Il l’avait annoncé comme on souffle dans les trompettes de Jéricho : ce n’était que du bruit. Ceux qui l’ont crise sont trompés. Et ont été trompés.
C’est l’inconvénient de battre le tambour plusieurs jours à l’avance pour le rendez-vous avec le verbe présidentiel. Le chef de l’État n’avait à distribuer que de belles paroles. À part quelques clapotis ici et là il ne s’attaquera pas au mal français : depuis un quart de siècle les revenus du capital ne cessent de croître au détriment des revenus du travail. L’argent est mieux payé que les hommes. Là est le handicap structurel de notre économie, dont le moteur essentiel est la consommation : alors, quand le pouvoir d’achat baisse, l’horizon de la croissance recule. C’est le salaire qui lui fournit de la puissance.

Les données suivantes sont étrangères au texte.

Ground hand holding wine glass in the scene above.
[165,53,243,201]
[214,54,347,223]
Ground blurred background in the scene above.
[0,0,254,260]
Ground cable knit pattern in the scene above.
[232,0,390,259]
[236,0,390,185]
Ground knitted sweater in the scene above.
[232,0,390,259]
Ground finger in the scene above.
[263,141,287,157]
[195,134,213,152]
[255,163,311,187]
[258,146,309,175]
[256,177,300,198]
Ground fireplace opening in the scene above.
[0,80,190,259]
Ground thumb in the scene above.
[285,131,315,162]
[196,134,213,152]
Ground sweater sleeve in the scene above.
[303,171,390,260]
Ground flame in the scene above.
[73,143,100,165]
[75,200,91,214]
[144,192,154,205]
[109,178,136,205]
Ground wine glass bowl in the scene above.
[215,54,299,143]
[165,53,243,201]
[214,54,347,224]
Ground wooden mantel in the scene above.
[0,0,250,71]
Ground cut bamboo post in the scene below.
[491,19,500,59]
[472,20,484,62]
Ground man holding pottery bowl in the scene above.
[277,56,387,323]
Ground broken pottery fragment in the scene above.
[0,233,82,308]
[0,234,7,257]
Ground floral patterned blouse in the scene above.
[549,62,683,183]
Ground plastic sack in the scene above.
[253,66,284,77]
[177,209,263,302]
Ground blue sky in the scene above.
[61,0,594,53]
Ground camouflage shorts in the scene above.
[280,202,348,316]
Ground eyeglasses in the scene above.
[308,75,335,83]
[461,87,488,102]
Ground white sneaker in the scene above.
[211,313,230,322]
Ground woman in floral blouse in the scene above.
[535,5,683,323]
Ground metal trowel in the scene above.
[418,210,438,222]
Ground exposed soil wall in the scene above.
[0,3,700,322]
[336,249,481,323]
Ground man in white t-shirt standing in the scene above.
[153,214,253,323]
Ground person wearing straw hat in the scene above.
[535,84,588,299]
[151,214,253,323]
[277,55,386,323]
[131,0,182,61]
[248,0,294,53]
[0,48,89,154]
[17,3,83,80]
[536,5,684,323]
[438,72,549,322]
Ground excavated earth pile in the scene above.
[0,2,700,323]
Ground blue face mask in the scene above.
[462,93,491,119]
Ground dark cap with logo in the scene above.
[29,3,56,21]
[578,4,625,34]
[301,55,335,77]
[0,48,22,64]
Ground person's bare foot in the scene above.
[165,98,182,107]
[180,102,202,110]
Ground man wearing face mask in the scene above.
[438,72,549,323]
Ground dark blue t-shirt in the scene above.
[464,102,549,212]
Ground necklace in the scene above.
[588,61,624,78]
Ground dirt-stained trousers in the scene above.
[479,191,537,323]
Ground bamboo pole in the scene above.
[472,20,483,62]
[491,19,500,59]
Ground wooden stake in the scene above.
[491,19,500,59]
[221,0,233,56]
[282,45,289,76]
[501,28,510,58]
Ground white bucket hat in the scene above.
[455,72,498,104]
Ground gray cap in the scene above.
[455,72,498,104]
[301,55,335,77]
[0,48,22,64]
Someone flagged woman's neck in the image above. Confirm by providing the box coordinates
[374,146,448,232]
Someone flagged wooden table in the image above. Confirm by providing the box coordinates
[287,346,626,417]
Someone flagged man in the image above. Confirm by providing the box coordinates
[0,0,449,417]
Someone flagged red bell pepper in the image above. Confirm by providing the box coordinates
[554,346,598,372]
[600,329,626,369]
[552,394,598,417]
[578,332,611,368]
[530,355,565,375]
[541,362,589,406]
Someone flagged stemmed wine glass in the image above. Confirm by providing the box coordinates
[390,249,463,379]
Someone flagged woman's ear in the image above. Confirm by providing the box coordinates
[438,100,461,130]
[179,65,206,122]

Et Nicolas Sarkozy l’a avoué benoîtement :
« Ce n’est pas moi qui vais décider de l’augmentation des salaires. » Il décide bien pourtant de vider la RTT de sa substance, de traficoter les heures supplémentaires ou de vendre un morceau d’EDF. Bref le yaourt continuera d’augmenter alors qu’il n’a jamais baissé quand le cours du lait sur le marché mondial s’effondrait ; le chariot hebdomadaire, au supermarché, qui pèse 30 euros de plus en moyenne depuis un an, va poursuivre sa progression ; les taxes sur le carburant à la pompe vont continuer de couler à flots dans les cuves de l’État. Et les dépenses incompressibles - logement, transports, santé - qui garrottent le budget familial ne vont pas desserrer leur étau. Pendant ce temps les plus nantis s’assoupissent sur le matelas des 15 milliards offerts par le bouclier fiscal : et les caisses sont vides, paraît-il… Ainsi, lentement, l’illusion Sarkozy se dissipe. Ce qui tendrait à expliquer la virulence verbale primaire et cynique que l’hôte de l’Élysée applique au drame des banlieues : comme pour conforter un certain électorat (suivez mon regard…), quand un autre risque de s’écarter… Pour ramasser la pensée - si l’on peut dire… - élyséenne : il n’y a pas de problème social au-delà du coeur des grandes villes, il n’y a qu’un problème de « voyous ». On connaissait jusqu’ici
la raison d’État et les secrets d’État : voici naître
un nouveau concept, la haine d’État. Il a été déjà porté sur les fonts baptismaux du langage officiel enrichi
du « Karcher » et de la « racaille »… Nous voilà revenus près de deux siècles en arrière quand les bourgeois, comme Marx l’a si bien décrit, s’effrayaient pour
« les barbares qui campent aux portes de la cité moderne ». Un texte publié par quatre maires communistes de Seine-Saint-Denis rappelait hier cette évidence : depuis des décennies, des politiques de classe - oui, de classe, de la classe dominante, avec ses présidents, ses ministres, ses industriels, ses banquiers, ses préfets, ses policiers… - ont fait de ces banlieues une sous-société, un infra-monde, un ghetto où s’accumulent sans cesse toutes les souffrances, les anciennes et les modernes. En 1968 avait éclos cette belle formule :
le problème ce n’est pas d’être vieux, c’est ce qui fait vieillir. À Villiers-le-Bel et ailleurs, le problème,
ce n’est pas d’être jeune, c’est ce qui fait de jeunes hommes, et même d’enfants, des êtres féroces. Il y a plus de vingt ans un manifeste proclamait : « Que veut la banlieue ? La banlieue veut tout ! »
Monsieur le Président, c’est toujours vrai.